# What drives the choice of onboard memory size for the New Horizons probe?

Why does the New Horizons spacecraft have so little memory (8 Gigabytes for a single buffer)? I'd have donated a few memory sticks if I could.

Two reasons why the memory is so small:

1. New Horizons was designed around the year 2000. Solid-state memory sizes were much smaller back then: looking at the Internet Archive, the typical CompactFlash memory card was a 64 MB card costing around $50. 2. The memory needs to be space-rated. That$50 card I mentioned? Outside the Earth's atmosphere, the memory will be scrambled in a matter of days due to thermal effects, solar radiation, or cosmic rays, and the card will likely be permanently destroyed over the course of a year or so.

The 8GB of solid-state memory aboard New Horizons probably cost half a million to a million dollars.

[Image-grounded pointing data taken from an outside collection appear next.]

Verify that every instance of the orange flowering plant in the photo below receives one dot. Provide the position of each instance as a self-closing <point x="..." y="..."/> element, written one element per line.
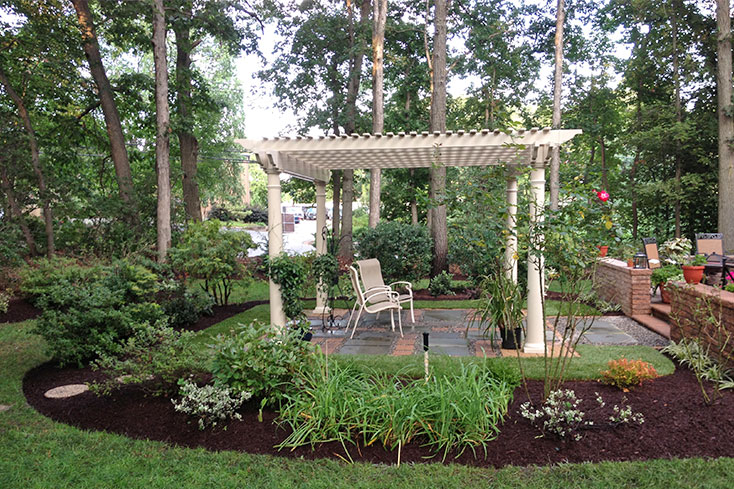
<point x="626" y="374"/>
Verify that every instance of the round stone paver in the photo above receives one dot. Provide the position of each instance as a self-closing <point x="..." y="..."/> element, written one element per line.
<point x="66" y="391"/>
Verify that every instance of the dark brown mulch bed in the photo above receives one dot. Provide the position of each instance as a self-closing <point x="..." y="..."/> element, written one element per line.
<point x="677" y="424"/>
<point x="221" y="313"/>
<point x="19" y="310"/>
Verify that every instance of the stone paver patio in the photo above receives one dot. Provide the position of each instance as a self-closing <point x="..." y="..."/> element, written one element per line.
<point x="452" y="333"/>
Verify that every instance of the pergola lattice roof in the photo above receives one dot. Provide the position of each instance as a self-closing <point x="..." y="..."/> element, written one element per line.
<point x="313" y="158"/>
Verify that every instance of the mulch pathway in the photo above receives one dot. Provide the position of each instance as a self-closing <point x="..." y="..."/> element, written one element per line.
<point x="677" y="425"/>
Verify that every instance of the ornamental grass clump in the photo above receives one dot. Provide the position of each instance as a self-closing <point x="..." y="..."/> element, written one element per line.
<point x="211" y="404"/>
<point x="341" y="404"/>
<point x="628" y="374"/>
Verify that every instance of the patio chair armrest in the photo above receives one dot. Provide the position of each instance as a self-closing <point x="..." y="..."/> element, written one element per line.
<point x="407" y="285"/>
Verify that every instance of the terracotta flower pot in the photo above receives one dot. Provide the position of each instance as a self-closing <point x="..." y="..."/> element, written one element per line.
<point x="693" y="274"/>
<point x="664" y="294"/>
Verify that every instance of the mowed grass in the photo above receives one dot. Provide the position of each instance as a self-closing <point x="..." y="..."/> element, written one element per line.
<point x="36" y="452"/>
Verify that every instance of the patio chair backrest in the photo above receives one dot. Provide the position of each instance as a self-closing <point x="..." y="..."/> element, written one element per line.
<point x="708" y="243"/>
<point x="354" y="276"/>
<point x="650" y="245"/>
<point x="371" y="274"/>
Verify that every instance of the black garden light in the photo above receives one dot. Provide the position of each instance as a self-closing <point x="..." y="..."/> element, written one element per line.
<point x="640" y="260"/>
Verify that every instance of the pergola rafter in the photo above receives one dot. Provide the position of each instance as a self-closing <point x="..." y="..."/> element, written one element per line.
<point x="313" y="159"/>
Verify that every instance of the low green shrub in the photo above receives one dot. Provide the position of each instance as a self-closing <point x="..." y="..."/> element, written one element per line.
<point x="342" y="404"/>
<point x="186" y="306"/>
<point x="441" y="284"/>
<point x="156" y="356"/>
<point x="90" y="311"/>
<point x="4" y="302"/>
<point x="210" y="404"/>
<point x="628" y="374"/>
<point x="404" y="250"/>
<point x="213" y="256"/>
<point x="259" y="360"/>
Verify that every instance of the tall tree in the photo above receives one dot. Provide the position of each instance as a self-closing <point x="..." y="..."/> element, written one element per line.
<point x="379" y="18"/>
<point x="25" y="118"/>
<point x="162" y="147"/>
<point x="557" y="86"/>
<point x="439" y="229"/>
<point x="350" y="124"/>
<point x="118" y="152"/>
<point x="726" y="121"/>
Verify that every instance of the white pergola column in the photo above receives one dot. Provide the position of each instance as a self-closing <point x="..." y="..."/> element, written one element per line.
<point x="535" y="341"/>
<point x="510" y="264"/>
<point x="321" y="299"/>
<point x="275" y="245"/>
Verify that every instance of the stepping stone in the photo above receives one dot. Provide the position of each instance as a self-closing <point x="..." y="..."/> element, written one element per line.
<point x="65" y="391"/>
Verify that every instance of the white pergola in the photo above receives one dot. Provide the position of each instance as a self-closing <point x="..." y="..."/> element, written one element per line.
<point x="313" y="159"/>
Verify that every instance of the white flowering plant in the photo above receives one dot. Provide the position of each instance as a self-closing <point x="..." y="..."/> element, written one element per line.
<point x="211" y="404"/>
<point x="561" y="415"/>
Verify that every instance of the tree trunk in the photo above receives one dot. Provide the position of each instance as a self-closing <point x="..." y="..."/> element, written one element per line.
<point x="109" y="108"/>
<point x="35" y="162"/>
<point x="162" y="119"/>
<point x="350" y="126"/>
<point x="557" y="85"/>
<point x="678" y="118"/>
<point x="15" y="211"/>
<point x="437" y="188"/>
<point x="379" y="17"/>
<point x="186" y="139"/>
<point x="726" y="123"/>
<point x="336" y="182"/>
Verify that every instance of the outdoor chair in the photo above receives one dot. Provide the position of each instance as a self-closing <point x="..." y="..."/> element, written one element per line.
<point x="650" y="245"/>
<point x="373" y="301"/>
<point x="709" y="243"/>
<point x="371" y="274"/>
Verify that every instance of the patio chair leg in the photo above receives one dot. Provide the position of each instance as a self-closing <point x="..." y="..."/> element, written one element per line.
<point x="400" y="321"/>
<point x="355" y="322"/>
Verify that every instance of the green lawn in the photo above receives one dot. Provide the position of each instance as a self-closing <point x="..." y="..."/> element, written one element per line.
<point x="36" y="452"/>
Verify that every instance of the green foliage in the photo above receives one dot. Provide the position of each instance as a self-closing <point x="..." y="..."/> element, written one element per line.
<point x="441" y="284"/>
<point x="628" y="374"/>
<point x="213" y="256"/>
<point x="288" y="272"/>
<point x="89" y="311"/>
<point x="211" y="404"/>
<point x="4" y="302"/>
<point x="404" y="250"/>
<point x="459" y="411"/>
<point x="500" y="304"/>
<point x="676" y="251"/>
<point x="185" y="306"/>
<point x="258" y="360"/>
<point x="155" y="356"/>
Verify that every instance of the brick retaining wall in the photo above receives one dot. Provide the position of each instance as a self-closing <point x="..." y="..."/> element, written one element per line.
<point x="689" y="312"/>
<point x="629" y="287"/>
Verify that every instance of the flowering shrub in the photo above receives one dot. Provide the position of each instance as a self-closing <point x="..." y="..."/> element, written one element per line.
<point x="210" y="403"/>
<point x="626" y="374"/>
<point x="561" y="415"/>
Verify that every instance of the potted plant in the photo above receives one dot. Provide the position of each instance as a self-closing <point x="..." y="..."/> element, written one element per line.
<point x="693" y="270"/>
<point x="661" y="276"/>
<point x="500" y="305"/>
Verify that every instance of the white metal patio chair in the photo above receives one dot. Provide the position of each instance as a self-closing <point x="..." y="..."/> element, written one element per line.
<point x="373" y="301"/>
<point x="371" y="274"/>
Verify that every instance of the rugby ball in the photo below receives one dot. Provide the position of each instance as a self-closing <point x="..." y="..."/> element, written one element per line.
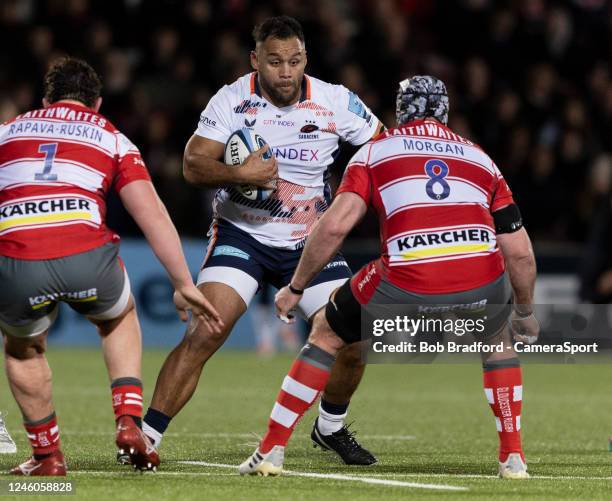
<point x="240" y="145"/>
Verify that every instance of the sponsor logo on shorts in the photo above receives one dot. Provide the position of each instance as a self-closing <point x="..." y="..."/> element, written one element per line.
<point x="336" y="264"/>
<point x="367" y="277"/>
<point x="83" y="296"/>
<point x="228" y="250"/>
<point x="476" y="306"/>
<point x="441" y="243"/>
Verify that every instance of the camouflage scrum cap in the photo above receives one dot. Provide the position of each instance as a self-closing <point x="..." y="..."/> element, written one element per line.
<point x="420" y="97"/>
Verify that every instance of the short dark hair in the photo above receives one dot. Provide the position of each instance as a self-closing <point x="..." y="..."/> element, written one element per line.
<point x="281" y="27"/>
<point x="72" y="78"/>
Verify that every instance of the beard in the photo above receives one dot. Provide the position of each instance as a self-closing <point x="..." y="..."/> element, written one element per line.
<point x="282" y="97"/>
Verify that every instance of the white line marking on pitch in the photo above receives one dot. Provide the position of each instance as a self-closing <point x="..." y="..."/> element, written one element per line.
<point x="129" y="472"/>
<point x="477" y="475"/>
<point x="230" y="435"/>
<point x="338" y="476"/>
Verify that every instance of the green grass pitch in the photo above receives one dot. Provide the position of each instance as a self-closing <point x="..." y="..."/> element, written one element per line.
<point x="430" y="427"/>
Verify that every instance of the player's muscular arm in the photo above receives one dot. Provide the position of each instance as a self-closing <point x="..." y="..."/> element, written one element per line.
<point x="202" y="166"/>
<point x="141" y="201"/>
<point x="520" y="263"/>
<point x="327" y="237"/>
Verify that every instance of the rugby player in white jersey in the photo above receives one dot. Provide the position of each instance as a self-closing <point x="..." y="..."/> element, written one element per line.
<point x="57" y="166"/>
<point x="303" y="119"/>
<point x="451" y="236"/>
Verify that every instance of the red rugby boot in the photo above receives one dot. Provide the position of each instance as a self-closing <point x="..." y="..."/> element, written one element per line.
<point x="131" y="440"/>
<point x="51" y="466"/>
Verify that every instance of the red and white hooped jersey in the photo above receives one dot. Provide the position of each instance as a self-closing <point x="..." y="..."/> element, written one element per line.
<point x="434" y="193"/>
<point x="56" y="167"/>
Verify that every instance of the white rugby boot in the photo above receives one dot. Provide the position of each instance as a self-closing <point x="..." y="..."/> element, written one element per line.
<point x="269" y="464"/>
<point x="513" y="467"/>
<point x="7" y="446"/>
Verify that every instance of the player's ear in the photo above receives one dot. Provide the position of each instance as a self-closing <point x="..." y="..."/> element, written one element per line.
<point x="97" y="104"/>
<point x="254" y="63"/>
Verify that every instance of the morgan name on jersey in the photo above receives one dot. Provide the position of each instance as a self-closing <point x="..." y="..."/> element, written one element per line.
<point x="304" y="138"/>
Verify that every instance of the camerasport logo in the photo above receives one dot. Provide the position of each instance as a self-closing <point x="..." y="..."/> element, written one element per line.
<point x="249" y="107"/>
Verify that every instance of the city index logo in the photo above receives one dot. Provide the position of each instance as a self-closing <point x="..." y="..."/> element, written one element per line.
<point x="248" y="106"/>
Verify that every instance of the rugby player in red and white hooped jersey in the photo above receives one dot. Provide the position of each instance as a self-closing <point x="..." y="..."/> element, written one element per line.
<point x="303" y="119"/>
<point x="57" y="165"/>
<point x="451" y="235"/>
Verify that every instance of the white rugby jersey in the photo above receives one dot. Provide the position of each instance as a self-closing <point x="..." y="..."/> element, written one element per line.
<point x="304" y="137"/>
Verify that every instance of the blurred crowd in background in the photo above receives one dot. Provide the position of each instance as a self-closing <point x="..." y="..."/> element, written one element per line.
<point x="529" y="80"/>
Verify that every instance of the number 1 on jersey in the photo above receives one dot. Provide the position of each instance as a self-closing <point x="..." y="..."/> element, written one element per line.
<point x="49" y="149"/>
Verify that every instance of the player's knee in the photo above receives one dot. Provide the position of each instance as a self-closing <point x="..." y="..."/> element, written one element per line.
<point x="323" y="336"/>
<point x="24" y="348"/>
<point x="106" y="326"/>
<point x="351" y="355"/>
<point x="199" y="340"/>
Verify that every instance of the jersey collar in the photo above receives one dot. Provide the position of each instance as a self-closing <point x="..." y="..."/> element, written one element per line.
<point x="304" y="94"/>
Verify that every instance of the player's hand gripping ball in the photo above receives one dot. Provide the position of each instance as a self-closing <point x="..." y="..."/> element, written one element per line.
<point x="239" y="146"/>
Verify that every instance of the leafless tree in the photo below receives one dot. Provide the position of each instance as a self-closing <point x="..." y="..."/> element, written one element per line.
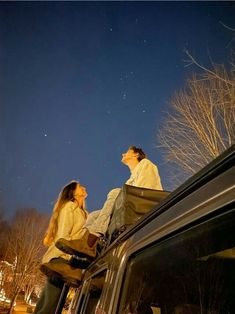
<point x="25" y="248"/>
<point x="200" y="124"/>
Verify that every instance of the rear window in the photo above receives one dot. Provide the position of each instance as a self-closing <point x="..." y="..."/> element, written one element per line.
<point x="192" y="272"/>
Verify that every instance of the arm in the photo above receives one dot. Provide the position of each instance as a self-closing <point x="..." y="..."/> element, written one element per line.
<point x="148" y="176"/>
<point x="65" y="221"/>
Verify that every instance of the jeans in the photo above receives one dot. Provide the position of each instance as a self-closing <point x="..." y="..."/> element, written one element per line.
<point x="98" y="221"/>
<point x="50" y="295"/>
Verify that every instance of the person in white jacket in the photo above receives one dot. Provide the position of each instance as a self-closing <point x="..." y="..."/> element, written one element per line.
<point x="143" y="174"/>
<point x="68" y="217"/>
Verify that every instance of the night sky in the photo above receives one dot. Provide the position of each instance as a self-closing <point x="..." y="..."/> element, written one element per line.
<point x="81" y="81"/>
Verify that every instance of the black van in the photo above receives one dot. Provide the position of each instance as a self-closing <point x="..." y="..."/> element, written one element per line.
<point x="179" y="258"/>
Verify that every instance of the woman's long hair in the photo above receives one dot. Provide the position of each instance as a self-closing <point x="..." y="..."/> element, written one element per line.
<point x="66" y="195"/>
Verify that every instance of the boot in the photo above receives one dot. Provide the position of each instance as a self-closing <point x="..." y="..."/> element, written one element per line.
<point x="63" y="272"/>
<point x="86" y="246"/>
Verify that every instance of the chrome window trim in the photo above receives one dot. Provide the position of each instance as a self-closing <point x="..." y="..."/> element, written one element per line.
<point x="174" y="219"/>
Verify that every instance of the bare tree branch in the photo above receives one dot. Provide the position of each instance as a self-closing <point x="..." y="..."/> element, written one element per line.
<point x="201" y="122"/>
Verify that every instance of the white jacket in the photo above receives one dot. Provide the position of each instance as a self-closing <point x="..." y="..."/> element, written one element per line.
<point x="70" y="222"/>
<point x="145" y="175"/>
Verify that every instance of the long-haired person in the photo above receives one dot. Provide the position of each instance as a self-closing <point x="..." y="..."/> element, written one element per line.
<point x="68" y="217"/>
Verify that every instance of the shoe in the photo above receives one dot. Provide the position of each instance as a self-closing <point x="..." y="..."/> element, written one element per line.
<point x="83" y="247"/>
<point x="62" y="271"/>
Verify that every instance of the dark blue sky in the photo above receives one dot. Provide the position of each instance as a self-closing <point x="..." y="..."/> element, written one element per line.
<point x="81" y="81"/>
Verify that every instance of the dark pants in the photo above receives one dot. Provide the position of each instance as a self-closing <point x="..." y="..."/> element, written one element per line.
<point x="50" y="296"/>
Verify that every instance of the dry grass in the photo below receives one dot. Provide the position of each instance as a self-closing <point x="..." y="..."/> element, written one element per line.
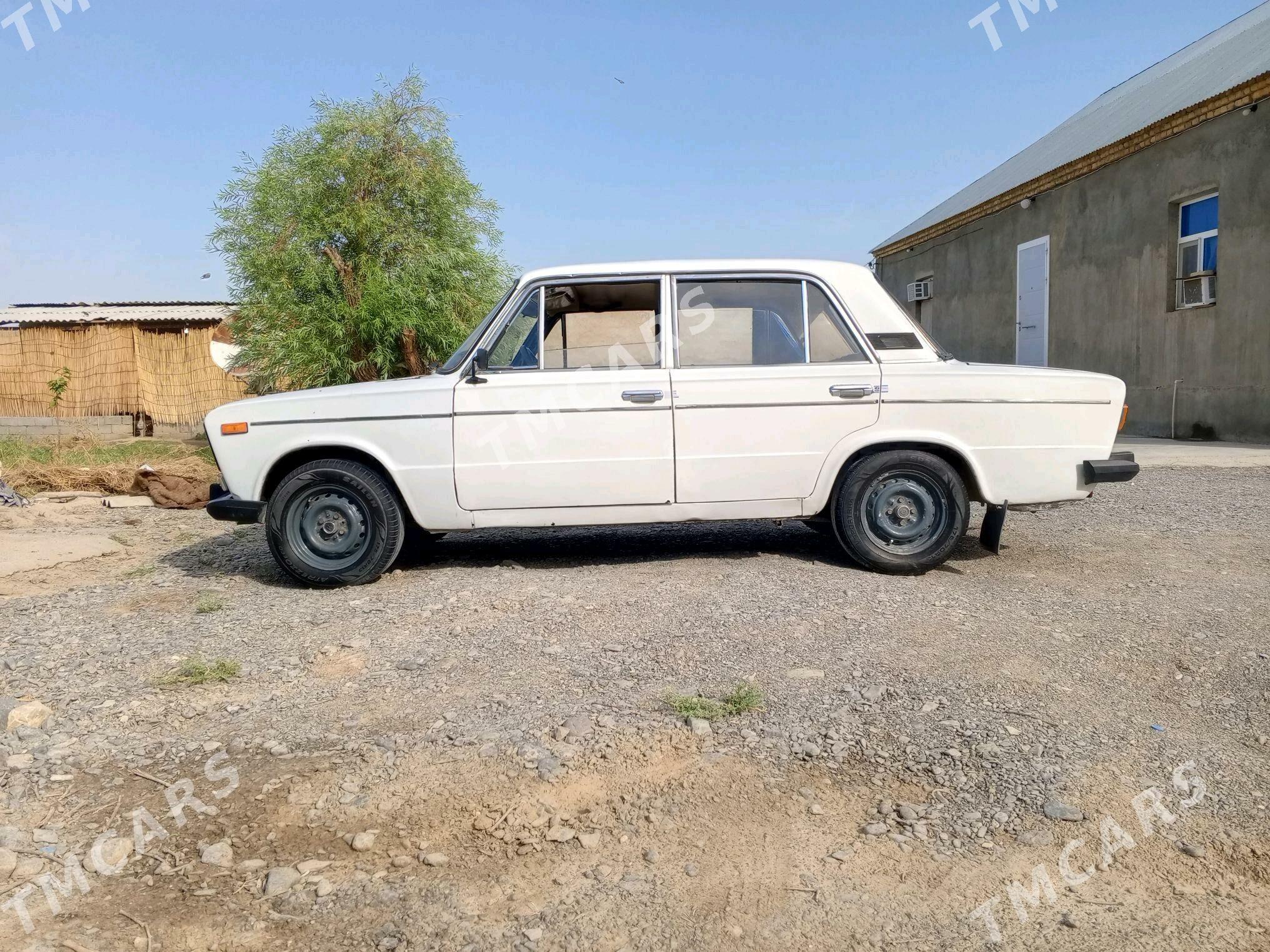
<point x="88" y="465"/>
<point x="743" y="698"/>
<point x="199" y="670"/>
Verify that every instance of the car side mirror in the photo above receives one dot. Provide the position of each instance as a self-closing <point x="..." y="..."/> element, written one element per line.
<point x="481" y="362"/>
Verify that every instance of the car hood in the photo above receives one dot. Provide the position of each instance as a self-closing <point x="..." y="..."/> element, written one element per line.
<point x="411" y="397"/>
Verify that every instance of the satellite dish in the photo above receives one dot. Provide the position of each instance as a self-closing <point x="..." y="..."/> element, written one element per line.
<point x="225" y="355"/>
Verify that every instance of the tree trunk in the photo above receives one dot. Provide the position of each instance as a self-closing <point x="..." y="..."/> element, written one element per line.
<point x="411" y="352"/>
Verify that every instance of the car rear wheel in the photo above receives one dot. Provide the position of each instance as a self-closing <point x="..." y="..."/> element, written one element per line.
<point x="334" y="522"/>
<point x="901" y="512"/>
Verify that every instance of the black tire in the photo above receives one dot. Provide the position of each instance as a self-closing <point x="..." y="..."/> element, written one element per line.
<point x="901" y="512"/>
<point x="334" y="522"/>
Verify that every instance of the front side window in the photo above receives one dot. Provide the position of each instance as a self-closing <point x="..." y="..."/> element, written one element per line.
<point x="518" y="347"/>
<point x="731" y="323"/>
<point x="600" y="325"/>
<point x="1197" y="253"/>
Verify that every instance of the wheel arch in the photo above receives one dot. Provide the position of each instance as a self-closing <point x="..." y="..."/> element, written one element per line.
<point x="300" y="456"/>
<point x="957" y="457"/>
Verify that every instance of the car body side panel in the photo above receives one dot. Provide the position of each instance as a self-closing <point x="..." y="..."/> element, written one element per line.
<point x="1025" y="432"/>
<point x="404" y="424"/>
<point x="1022" y="430"/>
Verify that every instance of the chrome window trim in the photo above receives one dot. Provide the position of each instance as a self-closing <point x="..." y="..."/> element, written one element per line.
<point x="519" y="300"/>
<point x="995" y="400"/>
<point x="842" y="314"/>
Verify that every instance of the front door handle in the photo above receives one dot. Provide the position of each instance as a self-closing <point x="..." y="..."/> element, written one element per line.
<point x="643" y="397"/>
<point x="851" y="391"/>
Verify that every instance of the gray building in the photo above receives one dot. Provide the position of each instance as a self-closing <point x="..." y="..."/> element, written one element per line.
<point x="1098" y="247"/>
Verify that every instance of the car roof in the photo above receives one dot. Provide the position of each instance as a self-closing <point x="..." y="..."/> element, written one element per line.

• Don't forget that the sensors producing data to fill that 8GB buffer were also designed in 2000 - LORRI is only a 1 megapixel camera. – 1337joe Jul 19 '15 at 3:28
• Calling it a 1 megapixel camera is a bit misleading: true, it's only got a million photosensors, but all million of them are in use for whichever spectral band is selected, unlike a consumer camera, where at most half of them are. – Mark Jul 19 '15 at 3:33
• I meant that in terms of the pictures it produces there are only a million pixels so it's not like it's producing huge image files that are filling up the available memory quickly. – 1337joe Jul 19 '15 at 3:39

Space rated memory is much more expensive, and much less dense than commercially available RAM.

Single Event Upsets are common, even in space rated hardware, and commercial stuff would be riddled with errors due to high energy particles that the Earth's atmosphere normally protects us from.

Error detection and correction is critical in a way that commercial RAM does not care about, even as compared to high end servers.